When the soil is wet, the particles are lubricated by the water; particles of sand, silt and clay in the soil can more easily slip past each other. When pressure is applied to the surface of wet soil, it compacts to a much greater degree. Avoid using a lawn roller when the soil is wet because it will cause the soil to become too packed. A compressed layer at the surface of the soil will make it difficult for seedlings to establish roots and grow to maturity.


If the soil is moist, the soil roller may cause over compaction. If you are using a lighter lawn roller that just slightly compresses the surface you may be OK. Reduce the amount of passes you make with the roller and overall traffic over the soil. If you are using a lawn roller on sod that has just been planted, it may be moist for a long time as it becomes established. In this case you will need to use a lawn roller to get the sod flat and in full contact with the soil.

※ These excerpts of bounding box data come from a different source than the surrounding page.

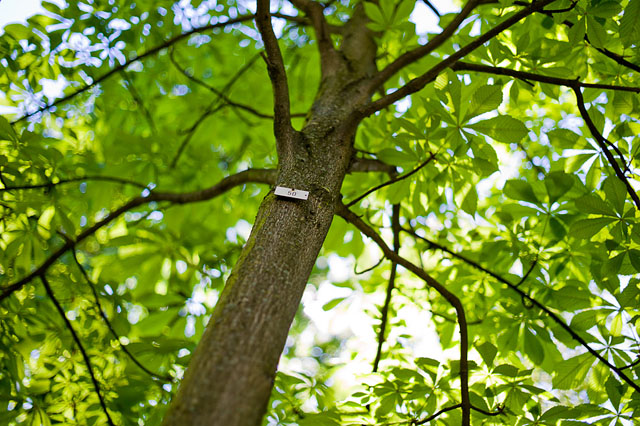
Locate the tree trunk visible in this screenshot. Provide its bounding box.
[163,7,376,426]
[164,130,351,426]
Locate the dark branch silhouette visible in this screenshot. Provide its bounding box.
[71,246,174,382]
[402,228,640,392]
[256,0,293,145]
[336,203,471,425]
[347,153,436,207]
[360,0,556,116]
[0,169,276,302]
[373,204,400,373]
[39,273,114,426]
[0,176,147,192]
[11,15,254,124]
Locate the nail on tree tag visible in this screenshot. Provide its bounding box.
[275,186,309,200]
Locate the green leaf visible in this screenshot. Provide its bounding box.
[553,354,594,389]
[554,285,591,312]
[587,16,607,49]
[464,86,502,121]
[363,2,386,24]
[629,249,640,272]
[468,115,529,143]
[503,179,540,204]
[322,297,346,311]
[602,176,627,215]
[393,0,415,22]
[460,186,478,215]
[524,328,544,365]
[587,1,622,18]
[620,0,640,47]
[575,194,616,217]
[476,342,498,367]
[547,129,582,149]
[544,172,574,203]
[569,217,615,239]
[569,18,587,46]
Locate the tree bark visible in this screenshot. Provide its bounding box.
[164,131,350,426]
[163,6,376,426]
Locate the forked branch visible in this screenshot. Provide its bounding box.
[336,203,471,426]
[373,204,400,373]
[256,0,293,144]
[352,0,556,117]
[40,274,114,426]
[289,0,337,68]
[0,169,276,302]
[402,228,640,392]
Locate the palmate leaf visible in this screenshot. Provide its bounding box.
[467,115,529,143]
[463,85,502,122]
[620,0,640,47]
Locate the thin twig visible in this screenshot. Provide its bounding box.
[169,51,286,120]
[411,404,462,425]
[353,256,384,275]
[0,169,276,303]
[121,69,158,135]
[71,245,173,382]
[11,15,254,124]
[39,273,114,426]
[336,203,471,426]
[572,87,640,210]
[256,0,293,143]
[0,176,147,192]
[169,52,259,168]
[450,61,640,93]
[402,228,640,392]
[290,0,338,69]
[360,0,556,117]
[373,204,400,373]
[369,0,478,92]
[346,153,436,207]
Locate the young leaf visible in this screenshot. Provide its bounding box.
[468,115,529,143]
[570,217,615,239]
[620,0,640,47]
[503,179,540,204]
[464,86,502,121]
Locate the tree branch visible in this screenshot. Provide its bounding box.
[369,0,479,92]
[336,203,471,426]
[349,158,396,175]
[169,52,306,120]
[120,69,158,135]
[411,404,462,425]
[572,86,640,210]
[289,0,338,69]
[169,51,258,168]
[358,0,556,117]
[256,0,293,143]
[346,153,436,207]
[0,169,276,303]
[11,15,254,124]
[451,61,640,93]
[71,245,173,382]
[0,176,147,193]
[373,204,400,373]
[451,62,640,205]
[402,228,640,392]
[40,273,114,426]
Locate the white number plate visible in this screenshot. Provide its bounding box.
[275,186,309,200]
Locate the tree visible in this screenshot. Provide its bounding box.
[0,0,640,425]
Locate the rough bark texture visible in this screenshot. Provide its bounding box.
[164,5,376,426]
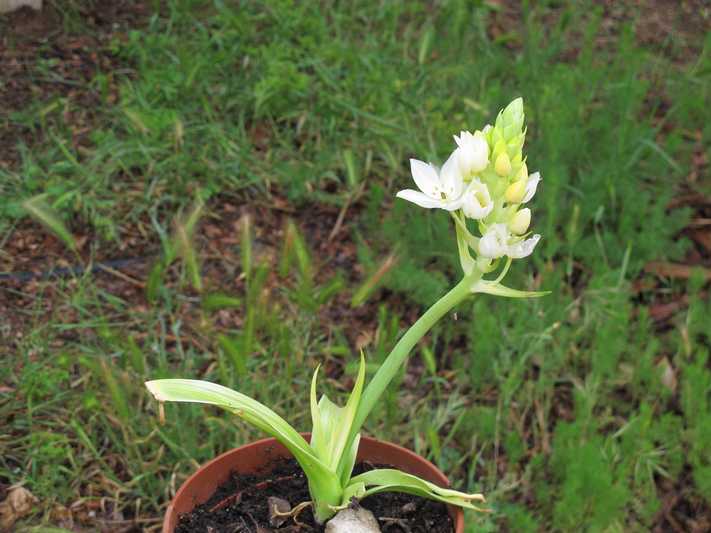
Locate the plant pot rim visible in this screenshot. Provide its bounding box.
[162,433,464,533]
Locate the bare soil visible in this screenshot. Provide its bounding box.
[176,460,454,533]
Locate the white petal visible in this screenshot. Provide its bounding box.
[395,189,444,211]
[506,233,541,259]
[410,159,441,198]
[479,224,509,259]
[462,179,494,220]
[439,148,464,201]
[521,172,541,204]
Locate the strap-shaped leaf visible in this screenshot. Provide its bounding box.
[341,468,485,511]
[146,379,341,494]
[311,353,365,476]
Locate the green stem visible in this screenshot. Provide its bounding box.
[348,268,482,442]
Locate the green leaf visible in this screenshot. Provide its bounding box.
[22,194,77,252]
[200,292,242,311]
[146,379,342,507]
[471,280,550,298]
[311,352,365,484]
[341,468,485,511]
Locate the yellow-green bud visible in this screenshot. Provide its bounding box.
[518,163,528,182]
[509,207,531,235]
[494,152,512,177]
[506,180,526,204]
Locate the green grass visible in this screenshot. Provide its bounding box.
[0,1,711,531]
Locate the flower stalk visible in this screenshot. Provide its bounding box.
[146,98,545,523]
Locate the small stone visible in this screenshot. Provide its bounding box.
[267,496,291,527]
[326,507,380,533]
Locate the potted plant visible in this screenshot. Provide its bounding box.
[146,98,545,533]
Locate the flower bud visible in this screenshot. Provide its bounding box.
[504,180,526,204]
[454,131,489,175]
[518,163,528,182]
[496,98,524,141]
[494,152,511,177]
[509,207,531,235]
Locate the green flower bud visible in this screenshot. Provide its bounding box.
[496,98,524,141]
[518,163,528,183]
[509,207,531,235]
[494,152,511,177]
[506,179,526,204]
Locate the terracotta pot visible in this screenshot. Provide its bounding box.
[163,435,464,533]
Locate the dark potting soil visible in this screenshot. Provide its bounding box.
[175,459,454,533]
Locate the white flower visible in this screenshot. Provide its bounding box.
[521,172,541,204]
[462,179,494,220]
[454,131,489,177]
[479,223,541,259]
[509,207,531,235]
[396,150,464,211]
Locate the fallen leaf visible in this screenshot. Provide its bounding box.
[0,486,39,531]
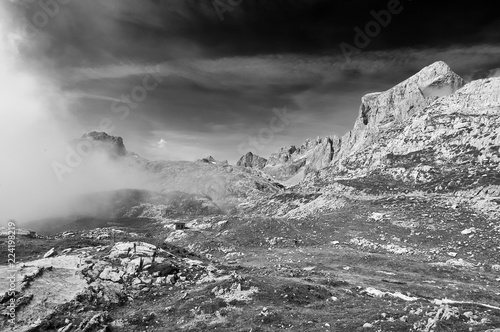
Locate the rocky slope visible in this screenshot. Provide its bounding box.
[236,152,267,169]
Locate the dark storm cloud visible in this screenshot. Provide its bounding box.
[6,0,500,161]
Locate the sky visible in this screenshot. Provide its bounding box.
[0,0,500,163]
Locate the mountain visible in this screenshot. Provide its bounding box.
[239,62,500,218]
[264,61,465,180]
[236,152,267,169]
[6,62,500,332]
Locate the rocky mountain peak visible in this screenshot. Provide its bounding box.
[81,131,127,156]
[258,61,465,180]
[236,152,267,169]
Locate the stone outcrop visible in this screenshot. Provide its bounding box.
[264,61,465,180]
[79,131,127,156]
[236,152,267,169]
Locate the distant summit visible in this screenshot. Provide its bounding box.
[77,131,127,156]
[236,152,267,169]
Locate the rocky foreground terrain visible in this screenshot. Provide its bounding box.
[0,62,500,332]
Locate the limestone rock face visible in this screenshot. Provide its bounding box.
[75,131,127,156]
[263,136,339,181]
[333,61,465,162]
[263,61,465,180]
[236,152,267,169]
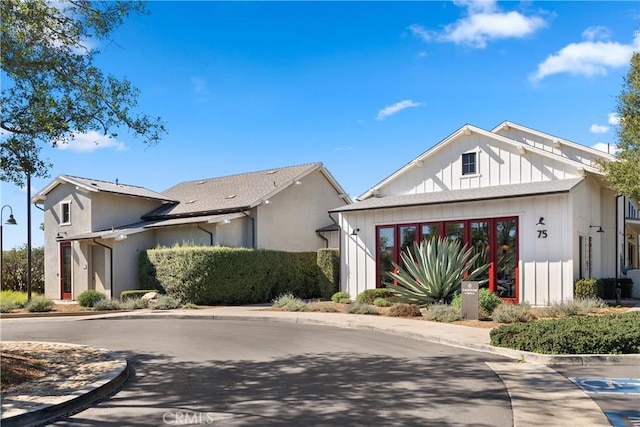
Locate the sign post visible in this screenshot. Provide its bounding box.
[460,280,480,320]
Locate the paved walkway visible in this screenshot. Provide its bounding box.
[2,306,640,427]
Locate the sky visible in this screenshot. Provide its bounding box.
[0,0,640,250]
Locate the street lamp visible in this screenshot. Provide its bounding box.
[0,205,18,286]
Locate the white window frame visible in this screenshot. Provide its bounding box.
[60,200,71,225]
[460,151,480,178]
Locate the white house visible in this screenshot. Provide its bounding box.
[332,122,640,305]
[32,163,351,299]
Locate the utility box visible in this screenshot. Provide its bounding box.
[460,280,480,320]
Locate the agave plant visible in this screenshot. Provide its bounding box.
[387,237,489,306]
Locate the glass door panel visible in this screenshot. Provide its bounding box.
[496,219,517,298]
[378,227,396,288]
[469,221,489,288]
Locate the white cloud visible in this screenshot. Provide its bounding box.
[58,131,127,153]
[591,142,618,154]
[607,113,620,126]
[589,124,609,133]
[531,29,640,81]
[409,0,546,49]
[376,99,423,120]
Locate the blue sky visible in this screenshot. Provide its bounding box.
[0,1,640,249]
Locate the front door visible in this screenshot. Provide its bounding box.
[60,242,71,299]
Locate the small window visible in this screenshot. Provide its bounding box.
[60,202,71,225]
[462,153,477,175]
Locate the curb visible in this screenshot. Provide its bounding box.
[80,313,640,366]
[0,344,130,427]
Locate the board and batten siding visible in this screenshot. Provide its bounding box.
[338,193,577,305]
[379,133,580,196]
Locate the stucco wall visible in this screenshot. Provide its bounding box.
[339,194,574,305]
[256,171,345,252]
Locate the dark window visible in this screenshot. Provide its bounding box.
[462,153,476,175]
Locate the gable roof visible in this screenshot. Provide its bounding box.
[142,163,351,220]
[330,178,585,212]
[491,120,615,160]
[357,120,605,201]
[31,175,175,203]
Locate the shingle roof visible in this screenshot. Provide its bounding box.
[143,163,322,219]
[33,175,174,203]
[331,178,584,212]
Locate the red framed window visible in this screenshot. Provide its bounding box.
[376,217,519,301]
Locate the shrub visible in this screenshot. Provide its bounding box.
[347,302,380,315]
[386,237,489,307]
[304,302,340,313]
[573,279,601,298]
[0,301,18,313]
[76,290,106,307]
[120,289,161,302]
[24,296,53,313]
[491,303,534,323]
[0,291,27,308]
[387,303,422,317]
[316,248,340,299]
[490,311,640,354]
[373,297,391,307]
[451,288,502,318]
[356,288,394,304]
[424,303,462,323]
[93,299,121,311]
[273,293,307,311]
[149,295,182,310]
[331,291,351,304]
[138,246,326,305]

For bare ground it is best to apply any kind of pressure when the soil is dry and the particles are not lubricated with water. Working the soil will a roller when it is dry will prevent it from compacting too much.

Types of Lawn Rollers

Most lawn rollers are the hand pushed or pulled variety. These can be used when the soil is dry, or gently when it is moist. Rollers are also available as implements for lawn tractors. It is particularly harmful to the soil to drive on it when wet. It is best to only use a heavy roller or tractor on dry soil.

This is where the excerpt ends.